Dalam prakteknya di lapangan pada beberapa kasus, indikator BPS harus diadaptasikan kembali dengan kondisi lapangan, terutama yang sulit diterapkan. Misalnya tentang lantai rumah, tidak akan sama ciri pembedanya jika di wilayahnya adalah rumah panggung dengan wilayah perumahan yang tidak ada rumah panggung. Sumber air minum tidak bisa diterapkan jika di satu desa semuanya menggunakan sumur atau dari sungai atau seragam dengan sumur gali, sehingga semua perlu disesuaikan kembali.

Jika menggunakan kriteria rumah tangga miskin versi BPS dengan 14 variabel, maka kesan yang muncul adalah bahwa data BPS akan lebih kuat karena variabelnya banyak. Tetapi hal utama yang harus kita lihat adalah “siapa yang menentukan variabel tersebut?”. Ketika indikator ditentukan masyarakat sendiri (lokal), maka ada nilai tanggungjawab yang berbed.

Dalam pendataan di Kabupaten Kebumen, metode sensus lebih cenderung tepat digunakan, walaupun membutuhkan waktu dan biaya yang relatif lebih banyak. Hal ini dilakukan agar masyarakat semakin yakin dengan data mereka sendiri.

Verifikasi juga dilakukan bersama melalui proses pleno musyawarah warga setelah sensus. Data tersebut lahir dari kesepakatan yang dibangun masyarakat sejak menentukan indikator kemiskinan sampai pendataan rumah tangga hingga tabulasi hasil pendataan adalah nilai penting proses klasifikasi kemiskinan dengan sensus sosial partisipatif.

Orang miskin harus dimanusiakan dan didengar suaranya, merupakan hak dasar mereka. Bahkan ketika mendefinisikan “miskin atau tidak miskin”, mereka harus diberi ruang untuk mendefinisikan kemiskinannya dengan cara pandang dan pikiran mereka sendiri melalui indikator lokal.
Bagaimana Indikator Lokal Dikembangkan

Untuk menentukan indikator lokal melalui Fokus Grup Diskusi (FGD) yang bertujuan untuk mengajak warga mengidentifikasi siapa diantara mereka yang disebut miskin dan siapa yang memiliki tingkat kesejahteraan lebih baik dari yang lainnya. Hasil idenditifikasi ini sangat menentukan siapa yang harus memberi suara dan mengambil keputusan selanjutnya dalam merancang program pembangunan desa, terutama memastikan dimana warga miskin bisa memberi suara dan pilihan pembangunan untuk memperbaiki kehidupan mereka.
Penentuan tingkat kemiskinan tersebut merupakan serangkaian langkah. Adapun langkah-langkah yang dilakukan dalam mengkaji tingkat kesejahteraan adalah:

1. Mengidentifikasi indikator/aspek kesejahteraan
Mengidentifikasi indikator-indikator penyebab kemiskinan yang ada di wilayah tersebut, kemudian mereka diminta memberikan kriteria mana yang masuk dalam kriteria miskin dan tidak miskin.

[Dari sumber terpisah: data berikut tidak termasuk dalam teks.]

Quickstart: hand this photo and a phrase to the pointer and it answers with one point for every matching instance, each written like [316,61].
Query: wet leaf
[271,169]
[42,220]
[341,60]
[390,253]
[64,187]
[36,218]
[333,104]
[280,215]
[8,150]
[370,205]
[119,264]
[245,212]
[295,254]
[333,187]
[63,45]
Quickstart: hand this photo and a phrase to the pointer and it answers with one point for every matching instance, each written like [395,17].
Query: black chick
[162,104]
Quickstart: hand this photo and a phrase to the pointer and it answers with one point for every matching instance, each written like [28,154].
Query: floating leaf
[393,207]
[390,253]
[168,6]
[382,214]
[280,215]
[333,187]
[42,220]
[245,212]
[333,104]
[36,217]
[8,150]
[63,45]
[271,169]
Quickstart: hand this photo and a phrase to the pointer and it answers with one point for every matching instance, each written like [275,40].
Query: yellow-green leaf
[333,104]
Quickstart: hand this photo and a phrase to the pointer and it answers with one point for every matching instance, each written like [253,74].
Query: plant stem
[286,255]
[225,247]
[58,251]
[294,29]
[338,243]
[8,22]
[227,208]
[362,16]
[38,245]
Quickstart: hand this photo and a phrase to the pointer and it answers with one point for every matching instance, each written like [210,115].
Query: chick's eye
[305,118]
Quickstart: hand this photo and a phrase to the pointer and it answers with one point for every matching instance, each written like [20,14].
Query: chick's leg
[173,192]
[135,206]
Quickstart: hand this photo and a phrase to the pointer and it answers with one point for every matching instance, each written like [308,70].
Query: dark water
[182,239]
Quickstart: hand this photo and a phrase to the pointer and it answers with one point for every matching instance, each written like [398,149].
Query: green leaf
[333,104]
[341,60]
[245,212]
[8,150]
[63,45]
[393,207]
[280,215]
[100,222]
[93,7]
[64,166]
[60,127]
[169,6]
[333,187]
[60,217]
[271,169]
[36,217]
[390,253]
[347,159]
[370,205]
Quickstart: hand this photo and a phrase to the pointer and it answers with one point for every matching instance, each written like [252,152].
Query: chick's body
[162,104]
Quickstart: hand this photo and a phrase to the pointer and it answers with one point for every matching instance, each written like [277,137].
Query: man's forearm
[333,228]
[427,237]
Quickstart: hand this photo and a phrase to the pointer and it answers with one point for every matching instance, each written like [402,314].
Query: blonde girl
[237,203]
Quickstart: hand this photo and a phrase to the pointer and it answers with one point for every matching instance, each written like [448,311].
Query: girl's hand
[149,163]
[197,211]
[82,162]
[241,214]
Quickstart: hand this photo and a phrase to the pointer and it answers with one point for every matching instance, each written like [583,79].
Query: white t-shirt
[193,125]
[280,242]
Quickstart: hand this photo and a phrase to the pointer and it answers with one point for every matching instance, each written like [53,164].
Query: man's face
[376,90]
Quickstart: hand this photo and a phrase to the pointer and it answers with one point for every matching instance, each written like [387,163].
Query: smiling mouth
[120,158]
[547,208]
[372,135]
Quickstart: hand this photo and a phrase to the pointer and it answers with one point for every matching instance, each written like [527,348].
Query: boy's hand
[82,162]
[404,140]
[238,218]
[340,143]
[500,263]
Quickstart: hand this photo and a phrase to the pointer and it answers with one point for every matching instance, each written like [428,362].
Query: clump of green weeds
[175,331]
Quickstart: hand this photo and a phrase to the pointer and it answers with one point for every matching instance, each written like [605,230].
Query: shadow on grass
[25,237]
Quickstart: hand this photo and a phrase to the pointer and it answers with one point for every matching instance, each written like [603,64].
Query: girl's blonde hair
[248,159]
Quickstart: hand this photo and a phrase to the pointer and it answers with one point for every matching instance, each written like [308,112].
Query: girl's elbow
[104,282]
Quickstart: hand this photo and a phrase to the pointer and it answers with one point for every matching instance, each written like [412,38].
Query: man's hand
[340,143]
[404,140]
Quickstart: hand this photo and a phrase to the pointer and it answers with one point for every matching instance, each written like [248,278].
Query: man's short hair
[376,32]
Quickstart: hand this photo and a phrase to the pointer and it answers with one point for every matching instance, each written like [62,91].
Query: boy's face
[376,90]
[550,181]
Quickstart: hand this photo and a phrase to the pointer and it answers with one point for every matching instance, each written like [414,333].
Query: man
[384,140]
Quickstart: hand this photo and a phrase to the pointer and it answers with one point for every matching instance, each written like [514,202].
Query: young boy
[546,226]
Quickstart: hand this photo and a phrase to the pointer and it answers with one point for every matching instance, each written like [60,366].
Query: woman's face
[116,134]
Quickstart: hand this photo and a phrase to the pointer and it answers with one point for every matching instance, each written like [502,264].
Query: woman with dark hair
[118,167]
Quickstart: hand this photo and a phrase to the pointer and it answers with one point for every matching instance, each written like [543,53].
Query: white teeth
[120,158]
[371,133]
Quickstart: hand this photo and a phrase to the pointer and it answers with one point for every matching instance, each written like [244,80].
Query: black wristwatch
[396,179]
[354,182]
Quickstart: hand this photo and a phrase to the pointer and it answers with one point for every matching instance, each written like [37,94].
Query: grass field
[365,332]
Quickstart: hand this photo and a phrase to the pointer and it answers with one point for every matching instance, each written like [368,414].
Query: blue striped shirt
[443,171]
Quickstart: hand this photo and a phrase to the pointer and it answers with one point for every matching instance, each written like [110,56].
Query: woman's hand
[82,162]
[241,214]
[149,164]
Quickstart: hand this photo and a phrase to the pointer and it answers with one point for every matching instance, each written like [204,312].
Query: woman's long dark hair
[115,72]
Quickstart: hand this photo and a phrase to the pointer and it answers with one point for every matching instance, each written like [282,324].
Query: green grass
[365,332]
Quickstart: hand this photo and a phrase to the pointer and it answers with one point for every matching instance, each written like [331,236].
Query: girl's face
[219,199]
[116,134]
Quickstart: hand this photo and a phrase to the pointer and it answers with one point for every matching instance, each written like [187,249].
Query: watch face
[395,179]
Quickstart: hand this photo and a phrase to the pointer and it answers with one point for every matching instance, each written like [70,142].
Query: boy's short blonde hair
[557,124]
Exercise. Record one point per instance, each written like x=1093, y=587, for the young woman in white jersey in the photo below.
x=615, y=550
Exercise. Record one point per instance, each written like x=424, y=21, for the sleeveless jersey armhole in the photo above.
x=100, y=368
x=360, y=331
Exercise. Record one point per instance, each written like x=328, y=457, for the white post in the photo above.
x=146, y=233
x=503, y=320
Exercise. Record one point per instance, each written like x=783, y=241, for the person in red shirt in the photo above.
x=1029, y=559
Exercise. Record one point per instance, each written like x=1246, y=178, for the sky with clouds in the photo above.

2. Menetapkan bobot indikator
Indikator yang sudah disepakati kemudian dibobotkan berdasarkan pandangan masyarakat untuk melihat indikator utama yang paling berpengaruh (bobot paling tinggi) dalam membedakan keadaan satu rumah tangga dengan rumah tangga lain di desa.

3. Menentukan ciri/faktor pembeda setiap indikator
Hal ini dimaksudkan untuk mengevaluasi dan membandingkan antar keadaan rumah tangga yang lebih riil dan mudah diukur. Dengan mengamati kondisi riil tersebut warga dapat diberi angka atau nilai tertentu oleh warga. Cara penentuan angka disepakati sebelumnya. Besarnya angka untuk setiap indikator/aspek sangat tergantung pada jumlah ciri pembeda yang muncul.

4. Melakukan sensus rumah tangga 

Tujuan sensus adalah mendata dan memetakan serta mendokumentasikan peringkat kesejahteraan seluruh rumah tangga di desa. Sensus dilakukan pendata yang akan diatur selanjutnya. Selama sensus, pendata lokal mengunjungi rumah setiap penduduk desa untuk mengumpulkan informasi yang berkaitan dengan indikator dan ciri pembeda setiap keluarga.

5. Menentukan kisaran angka

Untuk keluarga sangat miskin, miskin, hampir miskin dan Tidak Miskin. Angka yang diperoleh setiap keluarga dihitung dengan menjumlahkan angka-angka dari semua indikator. Angka sebuah indikator diperoleh dari hasil perkalian antara bobot dengan nilai dari setiap ciri pembeda.

6. Mengelompokkan penilaian
Dengan memperhatikan total nilai tertinggi dan total nilai terendah dari jumlah angka yang diperoleh keluarga setelah sensus, kisaran penilaian dibagi menjadi empat kelompok. Kelompok terendah adalah sangat miskin, diikuti miskin, hampir miskin dan Tidak Miskin.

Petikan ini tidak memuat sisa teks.